Lettre CI

Usbek à ***

On parle toujours ici de la Constitution1. J'entrai l'autre jour dans une maison où je vis d'abord un gros homme avec un teint vermeil, qui disait d'une voix forte : « J'ai donné mon mandement2  ; je n'irai point répondre à tout ce que vous dites ; mais lisez-le, ce mandement, et vous verrez que j'y ai résolu tous vos doutes.

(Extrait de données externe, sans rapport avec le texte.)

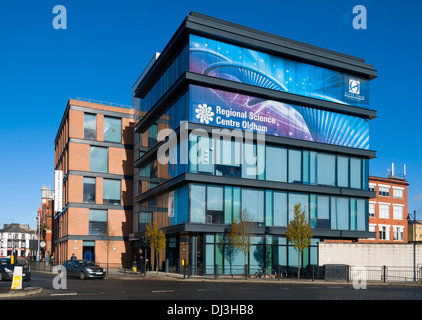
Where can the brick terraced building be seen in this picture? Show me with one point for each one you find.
(94, 149)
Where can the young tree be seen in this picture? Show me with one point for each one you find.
(156, 240)
(240, 235)
(299, 233)
(108, 241)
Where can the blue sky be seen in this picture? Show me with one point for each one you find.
(108, 43)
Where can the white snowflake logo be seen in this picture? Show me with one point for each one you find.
(204, 113)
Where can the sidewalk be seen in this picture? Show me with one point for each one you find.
(28, 291)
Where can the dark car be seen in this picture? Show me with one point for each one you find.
(83, 269)
(7, 269)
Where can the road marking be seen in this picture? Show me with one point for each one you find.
(64, 294)
(209, 289)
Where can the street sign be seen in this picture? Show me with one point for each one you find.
(17, 278)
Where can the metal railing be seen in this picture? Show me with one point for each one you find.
(387, 274)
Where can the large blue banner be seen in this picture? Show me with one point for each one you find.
(236, 111)
(227, 61)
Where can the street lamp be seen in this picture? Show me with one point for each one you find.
(39, 236)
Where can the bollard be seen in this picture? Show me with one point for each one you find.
(384, 274)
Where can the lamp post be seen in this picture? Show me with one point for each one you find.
(39, 235)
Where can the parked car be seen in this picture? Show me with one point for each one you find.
(7, 269)
(83, 269)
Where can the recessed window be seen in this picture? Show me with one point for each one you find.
(90, 126)
(98, 159)
(384, 191)
(112, 129)
(97, 222)
(89, 190)
(111, 191)
(384, 211)
(398, 193)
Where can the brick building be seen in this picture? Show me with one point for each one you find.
(94, 149)
(388, 210)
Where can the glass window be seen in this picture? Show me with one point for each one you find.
(143, 219)
(295, 166)
(215, 212)
(297, 198)
(365, 174)
(228, 202)
(362, 217)
(398, 212)
(111, 191)
(323, 212)
(384, 211)
(326, 169)
(90, 126)
(89, 190)
(215, 198)
(355, 173)
(236, 203)
(398, 193)
(268, 208)
(112, 129)
(280, 209)
(384, 191)
(276, 164)
(228, 158)
(339, 213)
(371, 210)
(97, 222)
(205, 160)
(249, 161)
(197, 203)
(253, 204)
(342, 171)
(98, 159)
(353, 213)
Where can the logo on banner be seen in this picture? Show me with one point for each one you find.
(204, 113)
(354, 86)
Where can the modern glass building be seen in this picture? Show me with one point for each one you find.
(221, 88)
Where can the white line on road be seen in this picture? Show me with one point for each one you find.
(64, 294)
(209, 289)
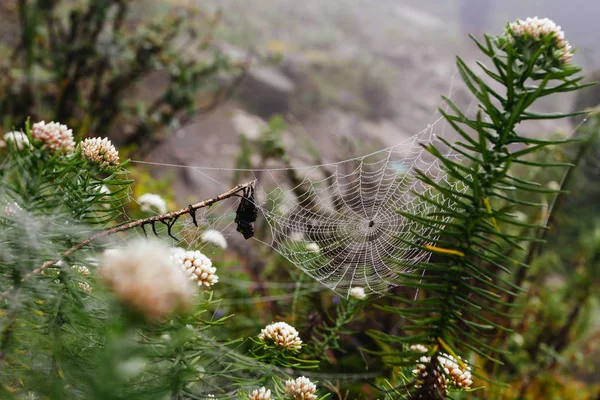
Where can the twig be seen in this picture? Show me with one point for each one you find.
(191, 209)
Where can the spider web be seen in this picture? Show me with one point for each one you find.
(340, 222)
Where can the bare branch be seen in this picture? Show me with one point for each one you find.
(191, 209)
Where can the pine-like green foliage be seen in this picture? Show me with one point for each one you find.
(466, 293)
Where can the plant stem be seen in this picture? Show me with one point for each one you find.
(131, 225)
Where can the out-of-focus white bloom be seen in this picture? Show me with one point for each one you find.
(196, 266)
(105, 190)
(520, 216)
(553, 185)
(100, 151)
(301, 389)
(451, 373)
(151, 201)
(12, 209)
(260, 394)
(215, 237)
(54, 136)
(144, 277)
(17, 139)
(538, 29)
(313, 247)
(358, 293)
(85, 287)
(165, 337)
(81, 270)
(282, 335)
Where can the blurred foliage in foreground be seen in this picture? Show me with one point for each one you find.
(92, 65)
(64, 334)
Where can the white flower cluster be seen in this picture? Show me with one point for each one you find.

J'ai bien sué pour le faire, dit-il en portant la main sur le front : j'ai eu besoin de toute ma doctrine3, et il m'a fallu lire bien des auteurs latins. – Je le crois, dit un homme qui se trouva là : car c'est un bel ouvrage, et je défierais bien ce jésuite qui vient si souvent vous voir d'en faire un meilleur. – Lisez-le donc, reprit-il, et vous serez plus instruit sur ces matières dans un quart d'heure que si je vous en avais parlé toute la journée. » Voilà comment il évitait d'entrer en conversation et de commettre sa suffisance. Mais, comme il se vit pressé, il fut obligé de sortir de ses retranchements, et il commença à dire théologiquement force sottises, soutenu d'un dervis qui les lui rendait très respectueusement. Quand deux hommes qui étaient là lui niaient quelque principe, il disait d'abord : « Cela est certain : nous l'avons jugé ainsi, et nous sommes des juges infaillibles. – Et comment, lui dis-je alors, êtes-vous des juges infaillibles ? – Ne voyez-vous pas, reprit-il, que le Saint-Esprit nous éclaire ? – Cela est heureux, lui répondis-je : car, de la manière dont vous avez parlé aujourd'hui, je reconnais que vous avez grand besoin d'être éclairé. »

De Paris, le 18 de la lune de Rebiab 1, 1717.